The Incident Management Playbook: From Alert to Resolution
Most incidents don't become disasters because of bad infrastructure — they become disasters because the response is uncoordinated. Here's a playbook that works for teams of any size.
Phase 1: Detection
The incident management process starts before a human wakes up. You need automated detection that's sensitive enough to catch real problems fast, but configured to suppress noise that would cause alert fatigue.
What you need in place before the next incident:
- Uptime monitors on your critical endpoints, checking every 1–2 minutes
- Response time alerts configured with thresholds (warn at 2s, critical at 5s)
- Multi-region checks to confirm an outage is real, not a network blip
- Alert channels that reach the right people — on-call rotation, Slack, PagerDuty
Detection without alerting is just logging. Make sure alerts go somewhere where they'll be seen by whoever is responsible for responding.
Phase 2: Acknowledgment
The moment an on-call engineer sees the alert, they should acknowledge it. Acknowledgment serves two purposes:
- It prevents escalation — if no one acknowledges within N minutes, the alert should escalate to someone else
- It signals to the team "someone is on this" — preventing two engineers from simultaneously diving into the same incident without coordination
For small teams, acknowledgment can be as simple as posting in a Slack channel: "Seeing the alert, investigating now. On it."
Phase 3: Triage
Triage answers one question: how bad is this?

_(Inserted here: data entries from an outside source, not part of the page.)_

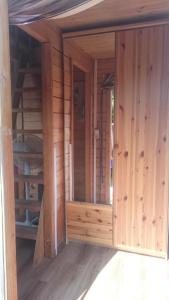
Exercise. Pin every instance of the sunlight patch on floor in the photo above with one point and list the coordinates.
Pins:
(131, 277)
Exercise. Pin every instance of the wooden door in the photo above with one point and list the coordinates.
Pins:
(142, 140)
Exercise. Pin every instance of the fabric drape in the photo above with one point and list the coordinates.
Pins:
(28, 11)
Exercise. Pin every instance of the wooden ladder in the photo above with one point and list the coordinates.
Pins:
(24, 230)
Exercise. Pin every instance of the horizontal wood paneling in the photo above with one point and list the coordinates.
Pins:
(90, 223)
(142, 141)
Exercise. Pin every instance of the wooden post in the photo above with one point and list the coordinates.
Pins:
(8, 286)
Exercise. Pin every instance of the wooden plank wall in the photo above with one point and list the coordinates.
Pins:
(90, 223)
(105, 67)
(58, 135)
(75, 56)
(8, 281)
(142, 140)
(53, 119)
(79, 175)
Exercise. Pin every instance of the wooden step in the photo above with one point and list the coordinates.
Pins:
(31, 205)
(26, 232)
(26, 110)
(28, 131)
(28, 89)
(29, 178)
(32, 70)
(27, 155)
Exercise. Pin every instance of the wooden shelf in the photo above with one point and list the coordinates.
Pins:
(28, 89)
(32, 205)
(28, 155)
(29, 178)
(26, 232)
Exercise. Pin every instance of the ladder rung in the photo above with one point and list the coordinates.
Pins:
(25, 110)
(32, 205)
(28, 131)
(28, 89)
(26, 232)
(28, 155)
(29, 178)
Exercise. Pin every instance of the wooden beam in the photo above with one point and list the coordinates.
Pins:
(109, 29)
(8, 282)
(49, 212)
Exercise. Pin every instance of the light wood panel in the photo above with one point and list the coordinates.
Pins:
(103, 115)
(89, 223)
(8, 284)
(98, 46)
(142, 141)
(53, 118)
(109, 12)
(73, 55)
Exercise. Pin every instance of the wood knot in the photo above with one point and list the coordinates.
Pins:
(142, 154)
(164, 139)
(99, 220)
(121, 107)
(144, 218)
(123, 46)
(116, 146)
(126, 154)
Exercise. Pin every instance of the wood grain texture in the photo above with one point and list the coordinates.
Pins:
(90, 223)
(8, 283)
(81, 271)
(103, 119)
(48, 152)
(97, 46)
(142, 140)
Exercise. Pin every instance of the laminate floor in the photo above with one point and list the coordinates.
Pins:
(85, 272)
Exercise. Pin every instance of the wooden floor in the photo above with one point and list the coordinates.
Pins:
(95, 273)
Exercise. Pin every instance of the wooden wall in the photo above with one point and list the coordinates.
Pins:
(8, 283)
(142, 140)
(104, 67)
(53, 124)
(73, 56)
(78, 128)
(90, 223)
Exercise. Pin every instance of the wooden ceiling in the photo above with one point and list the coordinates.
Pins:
(97, 46)
(109, 12)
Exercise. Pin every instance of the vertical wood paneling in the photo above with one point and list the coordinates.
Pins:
(105, 67)
(8, 279)
(142, 140)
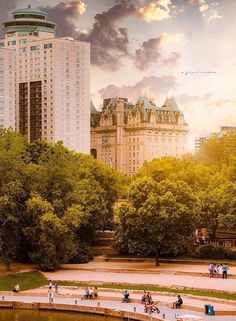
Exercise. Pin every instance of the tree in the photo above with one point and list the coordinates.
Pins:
(51, 241)
(9, 232)
(160, 218)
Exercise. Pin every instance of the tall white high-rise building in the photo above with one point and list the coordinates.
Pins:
(7, 88)
(52, 80)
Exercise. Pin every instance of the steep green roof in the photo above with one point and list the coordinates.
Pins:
(29, 20)
(29, 10)
(146, 102)
(93, 109)
(170, 104)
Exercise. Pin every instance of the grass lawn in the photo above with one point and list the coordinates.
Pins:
(207, 293)
(26, 281)
(32, 280)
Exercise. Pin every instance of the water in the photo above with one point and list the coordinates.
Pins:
(35, 315)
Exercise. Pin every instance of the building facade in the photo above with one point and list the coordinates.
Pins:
(52, 81)
(224, 130)
(124, 135)
(7, 88)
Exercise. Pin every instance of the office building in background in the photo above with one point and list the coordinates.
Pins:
(52, 81)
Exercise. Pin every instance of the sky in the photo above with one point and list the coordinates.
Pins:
(162, 48)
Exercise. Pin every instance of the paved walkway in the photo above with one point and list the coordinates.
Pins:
(170, 268)
(137, 278)
(164, 299)
(169, 313)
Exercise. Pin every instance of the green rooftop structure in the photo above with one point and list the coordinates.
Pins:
(29, 20)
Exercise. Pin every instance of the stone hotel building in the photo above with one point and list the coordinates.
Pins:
(44, 81)
(124, 135)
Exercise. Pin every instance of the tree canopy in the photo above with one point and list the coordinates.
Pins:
(52, 201)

The answer determines how many people you pull in and how much urgency to communicate externally.
Severity levels (adapt to your context):
SEV-1: Critical
Complete outage. All users are affected. Core functionality is inaccessible. Immediate all-hands response. Update status page immediately.
SEV-2: Major
Significant degradation. Large portion of users affected or key features broken. On-call engineer plus one other. Update status page.
SEV-3: Minor
Limited impact. Small percentage of users affected or non-critical functionality broken. On-call engineer handles alone. Status page update optional.
Classify quickly and communicate the classification. It tells everyone — including your support team — how to respond to user inquiries.
Phase 4: Communication
User communication is the most overlooked part of incident response — and the most trust-damaging when done poorly.
The golden rule: update your status page before users ask. If users are hitting errors and your status page shows all green, the trust damage is compounded — not just "the product broke" but "they didn't even tell us."
Status page update cadence:
- First update: As soon as you've confirmed the incident is real (within 5 minutes of acknowledgment)
- Subsequent updates: Every 15–30 minutes, even if there's nothing new to report
- Resolution update: What was fixed, when, and a brief explanation
The first update doesn't need to have answers. "We are aware of an issue affecting [feature]. Our team is investigating. We will provide an update in 15 minutes." That's enough to stop users from feeling ignored.
Phase 5: Investigation and mitigation
The goal of investigation isn't to find the root cause — that comes later in the postmortem. The goal is to find the fastest path to restoring service. Those are often different things.
Start with "what changed?" Most incidents are caused by recent changes — a deploy, a config change, a dependency update, a traffic spike. Look at your deployment history from the last 24 hours first.
Mitigation before root cause:
- If a deploy caused it: roll back
- If traffic spiked: scale up or rate-limit
- If a database is overloaded: identify and kill slow queries, enable connection pooling
- If a third-party service is down: switch to fallback or disable the integration
Restoring service first is almost always the right call. You can investigate why the database got overloaded after users can use the product again.
Phase 6: Resolution
Resolution is when your monitors confirm the service is healthy again — not when you think you've fixed it. Wait for at least 2–3 consecutive clean checks before marking the incident as resolved.
When you resolve:
- Update your status page with a resolution message
- Notify your support team so they can respond to any open tickets
- Schedule the postmortem (within 48 hours)
- Brief your broader team if it was a significant incident
Phase 7: Postmortem
The postmortem is where you convert a bad day into lasting improvement. Write it within 48 hours while memories are fresh.
A good postmortem covers:
- Timeline: When did the incident start? When was it detected? When was it resolved?
- Impact: How many users were affected? What functionality was broken? For how long?
- Contributing factors: Not just "the database crashed" but why it crashed and what conditions led to that
- What went well: What worked in your response? (This matters — it tells you what to preserve)
- Action items: Specific, assigned, time-bounded tasks to prevent recurrence
Blameless postmortems are more useful than blame-assigning ones. The goal is systemic improvement, not finding who made the mistake.
The incident management checklist
Before the next incident
During an incident
Good incident management is a skill that compounds over time. Each incident you handle well makes the next one faster and less stressful. The teams that are calmest under pressure didn't get there by luck — they ran the process enough times that it became muscle memory.